Ohne Gesundheitsschutz keine Ausdehnung Flexibilisierung

Organisationale Gesundheit wird zu einem wichtigen Wettbewerbsfaktor für ein wirtschaftlich gesundes Unternehmen. Die Berücksichtigung von psycho-sozialen Belastungsfaktoren und umfassende Konzepte zum Erhalt der Ressourcen sind nicht nur eine Frage sozialer Verantwortung, sondern machen auch ökonomisch Sinn. Eine Flexibilisierung der Arbeits- und Ruhezeitvorschriften für einzelne AN-Clusters erfordert ein klares Bekenntnis zu einem umfassenden Gesundheitsschutz. Dieser ist zwar schon heute im ArG verankert. In der Realität ist es so, dass viele Branchen sich eher nach einem alten Gesundheitsverständnis orientieren, das auf Risikofaktoren im Hinblick auf Unfälle im Betrieb ausgerichtet ist. Ein zeitgemässer Fokus muss sich auf die gesund erhaltenden psychosozialen Faktoren, Ressourcen und Potentiale von Arbeitnehmer ausrichten, die für die Auseinandersetzung mit und Bewältigung von Belastungen wichtig sind. Arbeitgeber sollen nicht nur fragen, was die Beschäftigten tun müssen, um gesund zu bleiben, sondern auch, welche Strukturen für eine „gesunde Organisation“ notwendig sind. Es geht also bei der Entwicklung einer betrieblichen Gesundheitskultur nicht nur um Abbau von Gefährdungen, sondern um die Beteiligung, Wertschätzung und Förderung des selbstverantwortlich aktiv handelnden Arbeitnehmers. Ein präventives Gesundheitsmanagement muss sich zur Aufgabe machen, nicht nur die individuellen, sondern auch die betrieblichen Ursachen von Stress anzugehen.
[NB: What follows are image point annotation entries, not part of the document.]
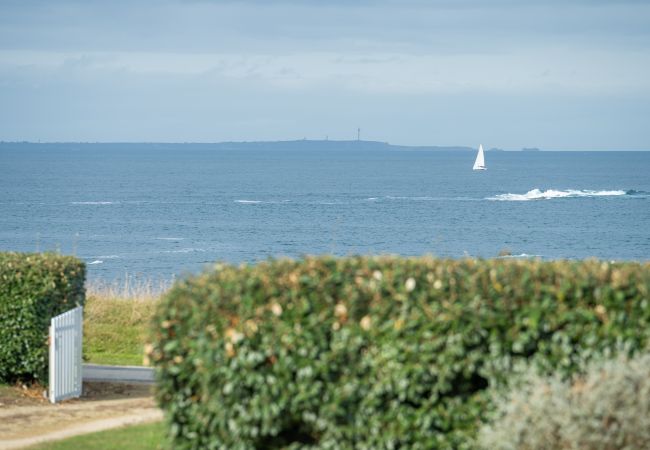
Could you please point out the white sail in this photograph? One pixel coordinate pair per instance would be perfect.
(479, 164)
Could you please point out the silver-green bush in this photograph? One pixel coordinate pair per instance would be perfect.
(608, 408)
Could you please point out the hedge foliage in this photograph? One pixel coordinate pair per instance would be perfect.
(607, 407)
(376, 353)
(33, 288)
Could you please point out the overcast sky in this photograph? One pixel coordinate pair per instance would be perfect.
(565, 74)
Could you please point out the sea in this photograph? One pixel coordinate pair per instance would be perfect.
(160, 212)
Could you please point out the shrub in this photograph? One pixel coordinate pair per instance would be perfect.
(607, 408)
(372, 353)
(33, 289)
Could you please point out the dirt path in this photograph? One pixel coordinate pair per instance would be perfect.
(26, 419)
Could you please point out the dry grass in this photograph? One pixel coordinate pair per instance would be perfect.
(117, 318)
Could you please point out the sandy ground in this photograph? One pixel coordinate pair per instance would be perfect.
(26, 418)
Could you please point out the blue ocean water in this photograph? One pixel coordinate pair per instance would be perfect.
(162, 211)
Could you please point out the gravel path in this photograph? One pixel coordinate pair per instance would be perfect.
(102, 407)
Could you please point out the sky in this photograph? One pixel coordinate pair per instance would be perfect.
(557, 74)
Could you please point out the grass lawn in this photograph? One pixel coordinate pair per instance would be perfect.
(116, 327)
(136, 437)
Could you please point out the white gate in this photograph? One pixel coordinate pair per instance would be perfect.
(66, 334)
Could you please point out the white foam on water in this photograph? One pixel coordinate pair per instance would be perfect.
(537, 194)
(521, 255)
(255, 202)
(186, 250)
(93, 203)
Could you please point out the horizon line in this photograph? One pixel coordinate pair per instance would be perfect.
(386, 143)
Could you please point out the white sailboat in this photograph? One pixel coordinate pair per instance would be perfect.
(479, 164)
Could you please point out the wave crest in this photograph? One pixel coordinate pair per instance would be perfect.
(537, 194)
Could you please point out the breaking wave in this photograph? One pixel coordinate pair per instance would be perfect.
(257, 202)
(537, 194)
(93, 203)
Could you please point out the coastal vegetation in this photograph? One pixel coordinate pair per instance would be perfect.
(135, 437)
(117, 320)
(378, 352)
(606, 406)
(34, 287)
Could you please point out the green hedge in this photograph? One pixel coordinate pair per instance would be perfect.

Folgende gesetzliche Verankerungen erachtet die SKO deshalb als sinnvoll:
  • Verpflichtung der Arbeitgeber zu Präventionsmassnahmen. Diese sollten ein regelmässiges Monitoring der Qualität und Quantität von Arbeit und Gesundheit der Arbeitnehmer, die Sensibilisierung und Weiterbildung von Führungskräften sowie die Mitwirkungsmöglichkeit der Arbeitnehmer bei der Festlegung von Gesundheitsmassnahmen beinhalten.
  • Branchenlösungen sind zu bevorzugen, um sicherzustellen, dass die Alltagstauglichkeit von Mindestvorschriften und Empfehlungen für KMU gewährleistet wird.

Auf der politischen Ebene erachtet es die SKO als sinnvoll, wenn die zahlreichen Aktivitäten, Initiativen und Beteiligungen des Bundes im Rahmen des Gesundheitsmanagements (EKAS, Gesundheitsförderung Schweiz, SUVA) im Sinne eines gesamtheitlichen arbeitsbezogenen Gesundheits- und Präventionssystems zielgerichteter auf einander abgestimmt werden.